A is the dataset (a tall array), x contains the coefficients, ρ is the penalty parameter (augmented Lagrangian parameter), b is the response (a tall array), and S is the soft thresholding operator.

`${S}_{\kappa }\left(a\right)=\left\{\begin{array}{c}\begin{array}{cc}a-\kappa ,\text{\hspace{0.17em}}& a>\kappa \end{array}\\ \begin{array}{cc}0,\text{\hspace{0.17em}}& |a|\text{\hspace{0.17em}}\le \kappa \text{\hspace{0.17em}}\end{array}\\ \begin{array}{cc}a+\kappa ,\text{\hspace{0.17em}}& a<\kappa \text{\hspace{0.17em}}\end{array}\end{array}.$`

`lasso` solves the linear system using Cholesky factorization since the coefficient matrix ${A}^{T}A+\rho I$ is symmetric and positive definite. Since $\rho$ does not change between iterations, the Cholesky factorization is cached between iterations instead of solving from scratch.

Even though A and b are tall arrays, they appear only in the terms ${A}^{T}A$ and ${A}^{T}b$. The results of these two matrix multiplications are small enough to fit in memory, so they are precomputed and the iterative updates between iterations are performed entirely within memory.

## References

[1] Tibshirani, R. “Regression Shrinkage and Selection via the Lasso.” Journal of the Royal Statistical Society. Series B, Vol. 58, No. 1, 1996, pp. 267–288.

[2] Zou, H. and T. Hastie. “Regularization and Variable Selection via the Elastic Net.” Journal of the Royal Statistical Society. Series B, Vol. 67, No. 2, 2005, pp. 301–320.

[3] Friedman, J., R. Tibshirani, and T. Hastie. “Regularization Paths for Generalized Linear Models via Coordinate Descent.” Journal of Statistical Software.

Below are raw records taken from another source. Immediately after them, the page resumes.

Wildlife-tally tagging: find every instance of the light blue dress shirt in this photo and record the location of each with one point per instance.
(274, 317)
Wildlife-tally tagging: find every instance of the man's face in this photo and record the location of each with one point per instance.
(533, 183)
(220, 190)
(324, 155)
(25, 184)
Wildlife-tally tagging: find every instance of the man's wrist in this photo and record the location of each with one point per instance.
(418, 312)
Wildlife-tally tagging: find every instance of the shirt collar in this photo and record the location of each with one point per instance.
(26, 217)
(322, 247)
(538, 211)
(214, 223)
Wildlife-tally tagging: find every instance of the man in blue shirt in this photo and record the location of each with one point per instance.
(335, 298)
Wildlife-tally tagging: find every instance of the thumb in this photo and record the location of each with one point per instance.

Vol. 33, No. 1, 2010. `http://www.jstatsoft.org/v33/i01`

[4] Hastie, T., R. Tibshirani, and J. Friedman. The Elements of Statistical Learning. 2nd edition. New York: Springer, 2008.

[5] Boyd, S. “Distributed Optimization and Statistical Learning via the Alternating Direction Method of Multipliers”. Foundations and Trends in Machine Learning. Vol 3, No. 1, 2010, pp. 1–122.